Ndola, Zambia - RENEGADE Zambian Archbishop Emmanuel Milingo has teamed up with Dan Brown, author of the controversial film and novel, The Da Vinci Code.

According to the Catholic World News and The Universe newspapers, the African prelate is reported to have reached a tentative agreement to assist Brown with a future novel about exorcism.

Oracle Content & Collaboration

Milingo had previously caused controversy by suggesting that there were devil worshippers within the Catholic Church.

The Catholic newspapers reported that Milingo met with representatives of Dan Brown to discuss the possibilities of working with him on a new novel about exorcisms.

In addition to his work with Brown on the new novel, Milingo is also said to have reached an agreement to collaborate with Sony Pictures in the production of a film based on Brown's earlier novel entitled 'Angels and Demons'.

Milingo and Dan Brown are scheduled to have a meeting in late September or early October at Gatwick.

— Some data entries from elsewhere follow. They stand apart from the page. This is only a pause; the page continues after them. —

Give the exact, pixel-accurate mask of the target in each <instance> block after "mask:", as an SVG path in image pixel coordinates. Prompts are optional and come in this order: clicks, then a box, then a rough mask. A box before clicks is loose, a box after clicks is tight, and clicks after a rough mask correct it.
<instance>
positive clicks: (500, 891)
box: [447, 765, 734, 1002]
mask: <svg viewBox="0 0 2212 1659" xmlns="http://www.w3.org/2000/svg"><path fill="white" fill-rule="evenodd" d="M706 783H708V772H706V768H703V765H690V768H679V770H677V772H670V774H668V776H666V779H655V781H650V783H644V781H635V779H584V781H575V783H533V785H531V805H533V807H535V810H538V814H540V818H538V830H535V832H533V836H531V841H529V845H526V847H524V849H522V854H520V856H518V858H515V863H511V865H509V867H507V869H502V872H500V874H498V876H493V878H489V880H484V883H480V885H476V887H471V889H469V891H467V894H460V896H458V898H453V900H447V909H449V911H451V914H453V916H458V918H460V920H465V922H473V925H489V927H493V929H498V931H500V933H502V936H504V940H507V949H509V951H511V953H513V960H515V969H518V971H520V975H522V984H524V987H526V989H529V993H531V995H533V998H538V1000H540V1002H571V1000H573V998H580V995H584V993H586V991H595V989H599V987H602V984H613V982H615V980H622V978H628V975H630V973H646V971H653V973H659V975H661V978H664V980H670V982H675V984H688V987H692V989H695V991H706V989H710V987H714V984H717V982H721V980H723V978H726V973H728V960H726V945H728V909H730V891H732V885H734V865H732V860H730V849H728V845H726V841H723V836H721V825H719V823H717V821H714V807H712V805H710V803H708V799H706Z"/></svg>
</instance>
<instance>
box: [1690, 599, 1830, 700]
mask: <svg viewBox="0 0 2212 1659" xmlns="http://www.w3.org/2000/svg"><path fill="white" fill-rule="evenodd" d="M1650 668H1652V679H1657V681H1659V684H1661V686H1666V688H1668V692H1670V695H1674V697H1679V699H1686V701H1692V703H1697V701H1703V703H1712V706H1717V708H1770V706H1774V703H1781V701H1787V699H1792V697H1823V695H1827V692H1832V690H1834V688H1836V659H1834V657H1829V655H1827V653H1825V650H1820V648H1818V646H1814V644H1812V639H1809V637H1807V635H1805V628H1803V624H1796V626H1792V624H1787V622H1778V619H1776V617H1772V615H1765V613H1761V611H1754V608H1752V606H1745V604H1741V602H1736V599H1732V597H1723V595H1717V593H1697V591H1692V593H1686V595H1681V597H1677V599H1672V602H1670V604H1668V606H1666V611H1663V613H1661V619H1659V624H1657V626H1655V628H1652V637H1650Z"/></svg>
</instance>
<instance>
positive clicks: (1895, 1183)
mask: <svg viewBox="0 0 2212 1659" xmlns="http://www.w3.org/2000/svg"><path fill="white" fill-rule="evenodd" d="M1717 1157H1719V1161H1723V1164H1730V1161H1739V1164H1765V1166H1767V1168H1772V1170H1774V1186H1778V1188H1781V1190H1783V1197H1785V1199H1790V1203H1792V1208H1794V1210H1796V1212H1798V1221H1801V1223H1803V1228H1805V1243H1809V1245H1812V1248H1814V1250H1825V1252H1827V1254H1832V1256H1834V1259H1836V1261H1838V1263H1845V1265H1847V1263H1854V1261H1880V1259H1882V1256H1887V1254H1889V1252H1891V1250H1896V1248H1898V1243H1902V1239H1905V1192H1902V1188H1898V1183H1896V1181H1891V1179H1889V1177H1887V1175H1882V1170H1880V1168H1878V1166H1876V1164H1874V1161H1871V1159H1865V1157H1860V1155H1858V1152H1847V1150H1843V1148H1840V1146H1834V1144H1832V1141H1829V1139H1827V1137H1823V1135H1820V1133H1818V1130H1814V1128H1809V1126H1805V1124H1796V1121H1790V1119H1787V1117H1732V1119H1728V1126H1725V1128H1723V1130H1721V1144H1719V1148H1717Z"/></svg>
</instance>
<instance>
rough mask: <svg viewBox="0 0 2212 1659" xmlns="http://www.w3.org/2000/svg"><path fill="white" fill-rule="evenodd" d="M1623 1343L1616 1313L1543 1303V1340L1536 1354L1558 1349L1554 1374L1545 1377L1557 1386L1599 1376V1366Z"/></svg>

Vatican officials have been intensely concerned about Archbishop Milingo's behaviour since the mercurial prelate disappeared from his residence outside Rome in June.

It is feared that Archbishop Milingo's collaboration with the author of an anti-Catholic best seller, will lend greater credence to Brown's conspiracy theories about the Catholic Church and Christianity in general.

Dan Brown's book and film The Da Vinci Code is based on a premise, which the author contends is factual, that Jesus married Mary Magdalene, and their descendants are alive today.

The novel and film depicts the Catholic Church as a brutal conspiracy to suppress this knowledge. Church leaders have roundly denounced The Da Vinci Code, which has sold over 40 million copies, as a vicious assault on Christian beliefs.

The Zambian prelate, who was appointed in 1969 to head the Lusaka diocese, first caused concern at the Vatican because of his unorthodox "healing services," at which he was reported to be performing exorcisms as well as healing physical ailments.

Archbishop Milingo's healing services drew widespread attention in Zambia, but also provoked complaints that he was acting as a "witch doctor," and eventually Vatican officials were convinced that he should be replaced.

In 1982, he was summoned to Rome, and eventually pressured to resign as Bishop of Lusaka.

Since that time, he has been living in Italy, without a pastoral assignment. In 1996, new complaints from Italian bishops about his impromptu "healing services" in various dioceses prompted a new disciplinary caution from the Vatican, instructing him not to hold services without the approval of the local bishop.

Archbishop Milingo's most spectacular departure from orthodoxy came in 2001, when he announced his adherence to the Unification Church, led by the self-proclaimed Korean messiah, Sun Myung Moon.

In a mass wedding ceremony in New York, he took a Korean bride, chosen for him by Reverend Moon. In August of the same year a repentant Archbishop Milingo returned to Rome for a personal meeting with Pope John Paul II, renounced his attempted marriage, reaffirmed his Catholic faith, and disappeared for a year of reflection and prayer.

This year, after his disappearance in June, the archbishop surfaced in Washington, DC, on July 12, in the company of the self-proclaimed Archbishop George Stallings, a former Catholic priest who now heads a sect known as the African-American Catholic Congregation.

In an appearance with Stallings at the National Press Club, Archbishop Milingo called for an end to priestly celibacy.

The African archbishop later revealed that he had returned to the Korean woman he sought to marry and had always considered his wife.